VOICEINDONESIA.CO, Istanbul – Bantahan ini disampaikan Wakil Sekretaris Dewan Keamanan Nasional Tertinggi Iran Ali Bagheri di sela konferensi keamanan internasional di Moskow, Rusia, Rabu (27/5/2026).
"Isu ini tidak ada dalam agenda negosiasi," kata Bagheri dalam pernyataan yang dimuat kantor berita Fars.
Pernyataan Bagheri ini merespons langsung klaim Trump pada Senin (25/5/2026) yang menyebut persediaan uranium diperkaya milik Iran akan segera diserahkan ke Washington untuk dimusnahkan atau dihancurkan di lokasi yang disepakati bersama.

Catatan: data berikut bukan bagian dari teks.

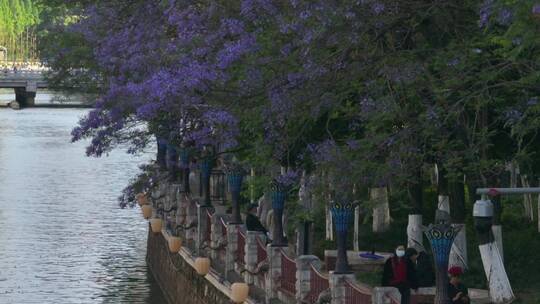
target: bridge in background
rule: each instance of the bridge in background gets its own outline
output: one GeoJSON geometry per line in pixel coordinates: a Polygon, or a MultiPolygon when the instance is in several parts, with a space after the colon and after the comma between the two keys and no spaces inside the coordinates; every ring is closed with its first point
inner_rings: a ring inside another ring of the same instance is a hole
{"type": "Polygon", "coordinates": [[[0,88],[13,88],[21,107],[32,107],[38,88],[47,88],[44,69],[0,70],[0,88]]]}

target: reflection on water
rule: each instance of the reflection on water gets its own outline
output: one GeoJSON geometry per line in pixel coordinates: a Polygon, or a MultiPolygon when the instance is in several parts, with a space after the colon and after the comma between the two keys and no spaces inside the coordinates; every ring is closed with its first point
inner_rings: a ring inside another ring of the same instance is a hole
{"type": "Polygon", "coordinates": [[[0,303],[164,303],[116,197],[147,156],[84,156],[86,110],[0,109],[0,303]]]}
{"type": "MultiPolygon", "coordinates": [[[[5,105],[15,100],[14,89],[2,89],[0,88],[0,105],[5,105]]],[[[50,91],[47,89],[38,89],[35,99],[36,104],[50,104],[50,103],[85,103],[87,100],[82,95],[70,95],[67,97],[62,93],[50,91]]]]}

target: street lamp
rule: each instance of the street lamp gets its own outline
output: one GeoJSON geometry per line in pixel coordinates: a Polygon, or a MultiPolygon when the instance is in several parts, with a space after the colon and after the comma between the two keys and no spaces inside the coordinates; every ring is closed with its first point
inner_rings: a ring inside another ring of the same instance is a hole
{"type": "Polygon", "coordinates": [[[240,192],[242,190],[244,175],[245,171],[239,165],[233,165],[227,170],[227,182],[229,183],[229,191],[231,192],[232,200],[231,224],[242,223],[242,218],[240,217],[240,192]]]}
{"type": "Polygon", "coordinates": [[[452,243],[459,230],[459,227],[452,227],[450,214],[443,210],[436,211],[435,224],[424,227],[424,233],[429,240],[435,259],[435,304],[452,303],[448,296],[448,262],[452,243]]]}
{"type": "Polygon", "coordinates": [[[176,147],[173,144],[167,144],[167,169],[169,170],[170,181],[176,181],[176,170],[178,164],[178,154],[176,153],[176,147]]]}
{"type": "Polygon", "coordinates": [[[347,233],[355,206],[350,202],[332,202],[330,207],[337,234],[336,274],[351,273],[347,259],[347,233]]]}
{"type": "Polygon", "coordinates": [[[246,283],[233,283],[231,285],[231,300],[234,303],[244,303],[249,295],[249,286],[246,283]]]}
{"type": "Polygon", "coordinates": [[[169,236],[167,243],[171,253],[177,253],[182,248],[182,239],[179,236],[169,236]]]}
{"type": "Polygon", "coordinates": [[[152,227],[153,233],[160,233],[161,227],[163,226],[163,221],[157,217],[150,219],[150,226],[152,227]]]}
{"type": "Polygon", "coordinates": [[[180,160],[180,169],[183,171],[182,174],[182,184],[184,193],[190,193],[189,189],[189,163],[190,163],[190,149],[188,147],[182,146],[178,150],[179,160],[180,160]]]}
{"type": "Polygon", "coordinates": [[[288,187],[273,180],[270,184],[272,199],[272,209],[274,210],[274,230],[272,232],[272,246],[286,246],[286,240],[283,237],[283,209],[287,199],[288,187]]]}
{"type": "Polygon", "coordinates": [[[144,219],[147,220],[150,217],[152,217],[152,206],[150,206],[150,205],[142,205],[141,206],[141,211],[142,211],[144,219]]]}
{"type": "Polygon", "coordinates": [[[167,140],[162,137],[157,138],[157,157],[156,162],[160,169],[167,167],[167,140]]]}
{"type": "Polygon", "coordinates": [[[198,257],[195,259],[193,266],[197,274],[205,276],[210,272],[210,259],[207,257],[198,257]]]}

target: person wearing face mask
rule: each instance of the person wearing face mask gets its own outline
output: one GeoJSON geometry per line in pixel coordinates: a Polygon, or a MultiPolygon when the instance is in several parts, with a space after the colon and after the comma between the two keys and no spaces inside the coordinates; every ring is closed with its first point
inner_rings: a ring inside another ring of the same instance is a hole
{"type": "Polygon", "coordinates": [[[418,289],[415,266],[411,259],[405,256],[404,246],[398,246],[396,254],[386,260],[382,286],[396,287],[401,294],[401,304],[409,304],[411,289],[418,289]]]}

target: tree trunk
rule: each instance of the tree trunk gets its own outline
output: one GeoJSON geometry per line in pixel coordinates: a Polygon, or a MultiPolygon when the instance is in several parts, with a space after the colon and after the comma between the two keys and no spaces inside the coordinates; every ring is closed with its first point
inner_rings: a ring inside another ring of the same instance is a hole
{"type": "Polygon", "coordinates": [[[446,170],[443,166],[437,166],[437,193],[438,204],[437,209],[450,213],[450,197],[448,196],[448,179],[446,178],[446,170]]]}
{"type": "Polygon", "coordinates": [[[416,248],[418,251],[424,250],[422,232],[422,205],[423,205],[423,182],[422,168],[417,168],[415,182],[409,183],[408,194],[413,209],[409,213],[409,224],[407,225],[407,246],[416,248]]]}
{"type": "MultiPolygon", "coordinates": [[[[467,229],[465,226],[465,185],[463,180],[453,180],[448,183],[450,210],[452,211],[452,226],[460,227],[452,249],[450,250],[449,266],[468,268],[467,229]]],[[[470,190],[473,191],[473,190],[470,190]]]]}
{"type": "MultiPolygon", "coordinates": [[[[521,187],[530,187],[529,180],[527,175],[523,174],[521,177],[521,187]]],[[[523,208],[525,209],[525,217],[531,223],[534,222],[534,211],[532,206],[532,195],[524,194],[523,195],[523,208]]]]}
{"type": "Polygon", "coordinates": [[[369,195],[375,203],[373,208],[373,232],[385,232],[390,228],[388,189],[386,187],[371,188],[369,195]]]}

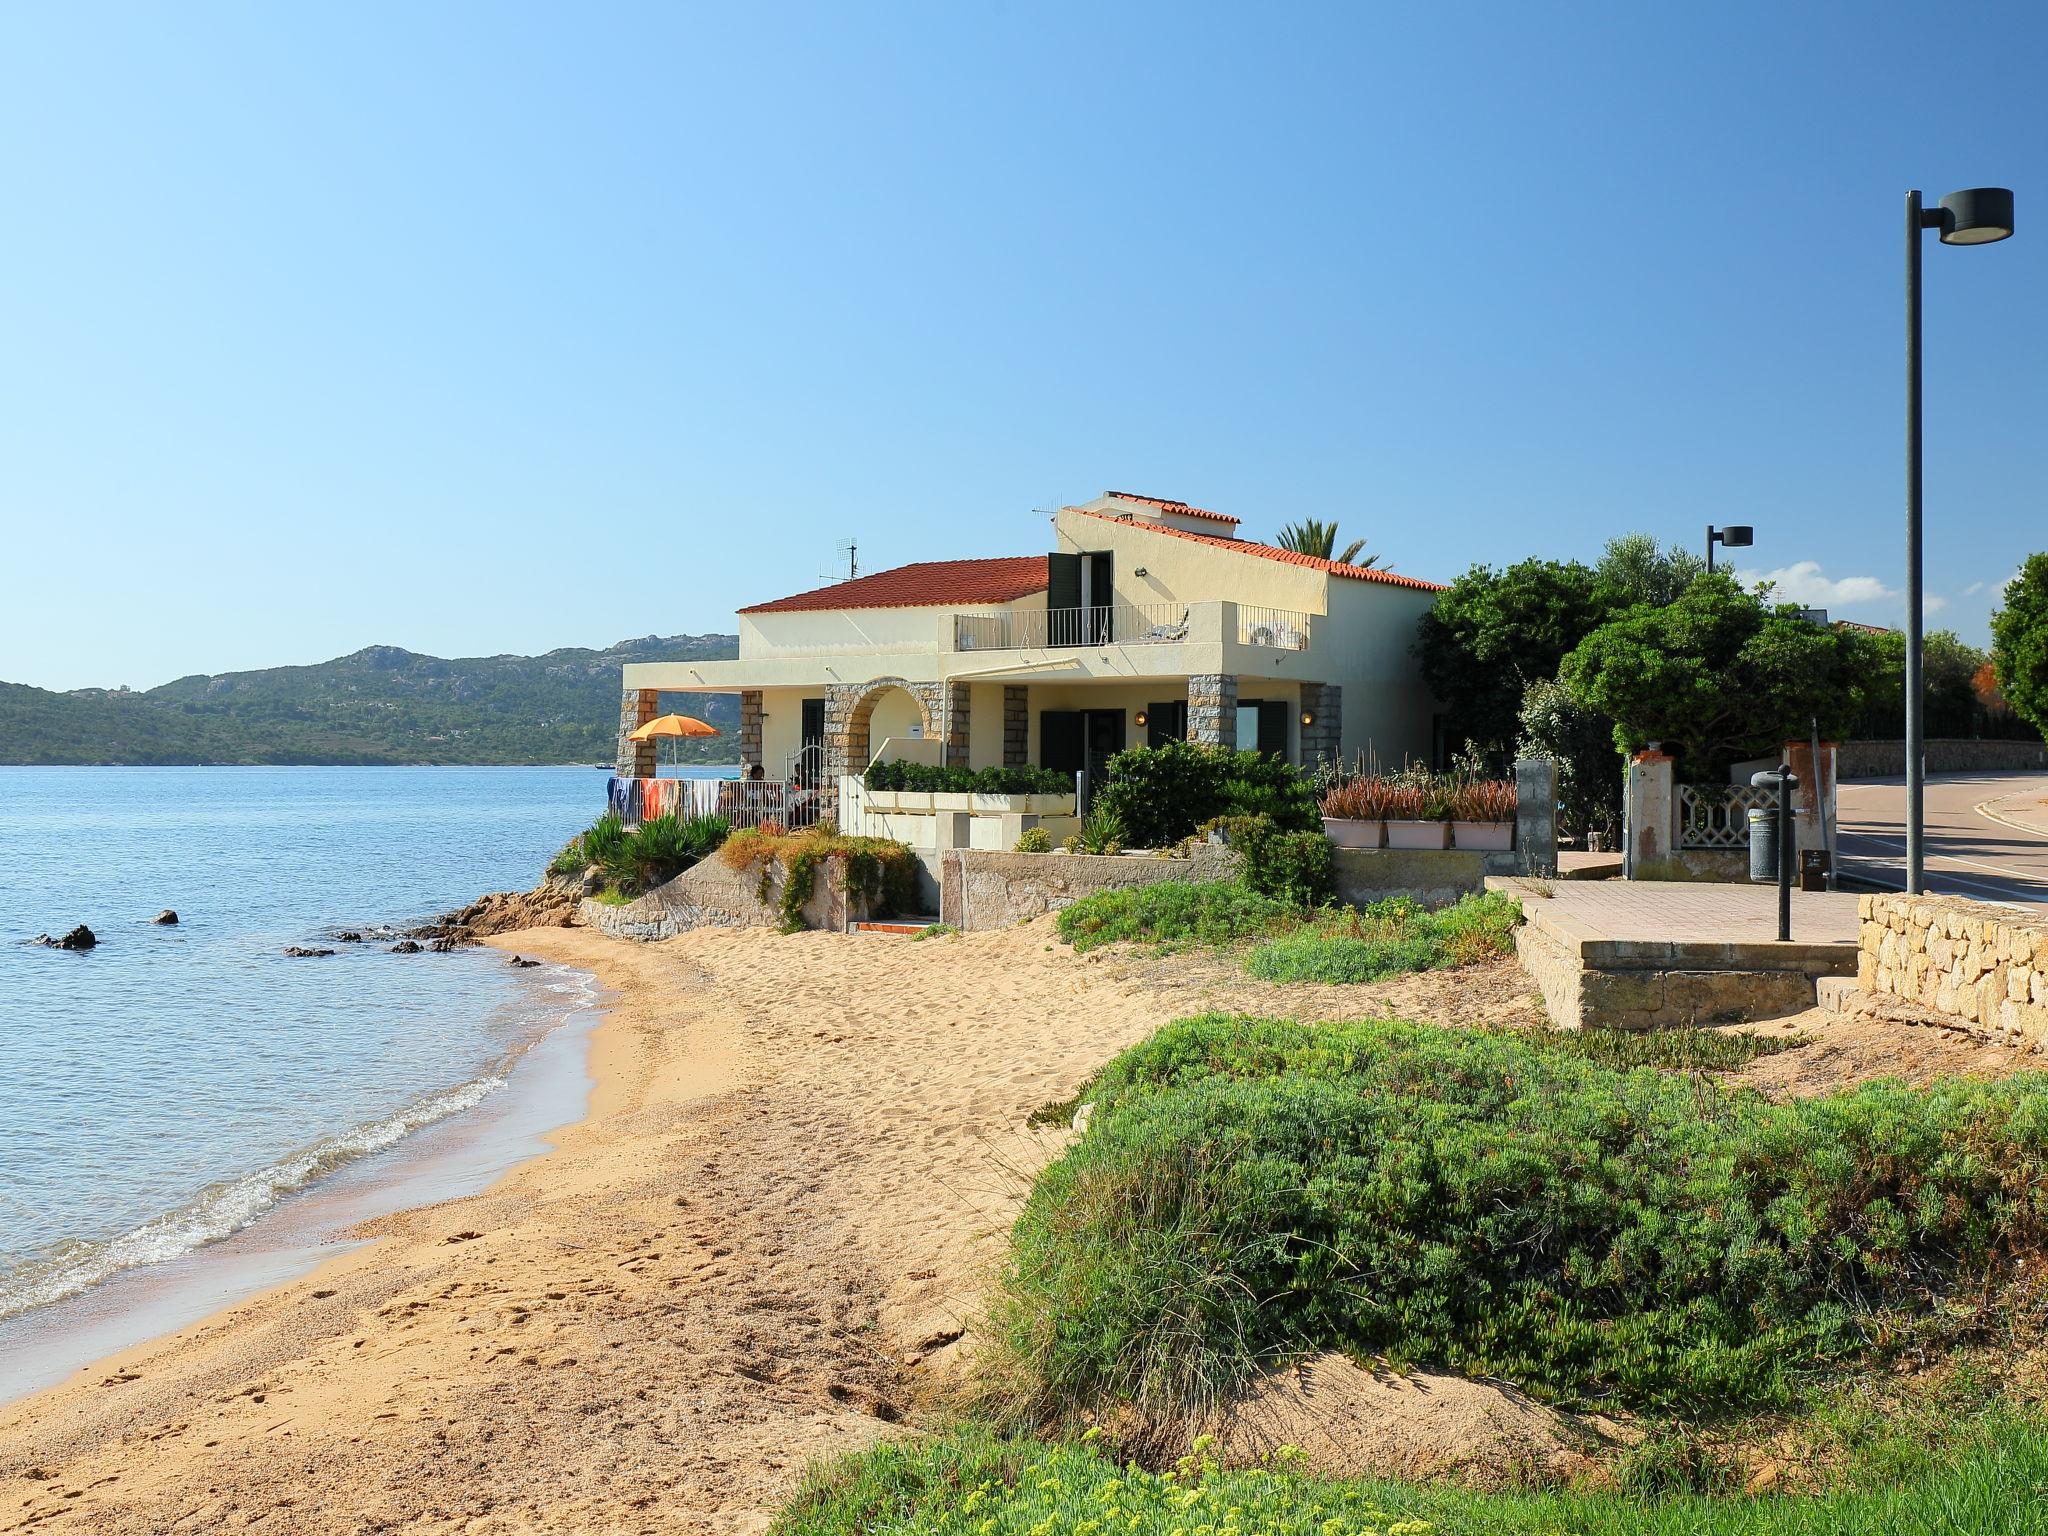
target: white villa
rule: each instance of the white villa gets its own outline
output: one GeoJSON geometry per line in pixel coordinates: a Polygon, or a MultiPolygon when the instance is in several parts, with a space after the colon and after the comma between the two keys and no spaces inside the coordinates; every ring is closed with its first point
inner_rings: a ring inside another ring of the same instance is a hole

Ketegangan pernyataan ini muncul di tengah proses diplomatik yang masih berjalan. Washington dan Teheran saat ini tengah menjalani negosiasi yang dimediasi Pakistan guna mengakhiri perang yang pecah sejak serangan gabungan AS dan Israel ke Iran pada 28 Februari lalu, yang kemudian dibalas oleh Teheran.
Kontradiksi terbuka antara klaim Trump dan penolakan Iran ini memperlihatkan betapa jauhnya jarak yang masih harus ditempuh kedua pihak sebelum kesepakatan damai benar-benar bisa terwujud.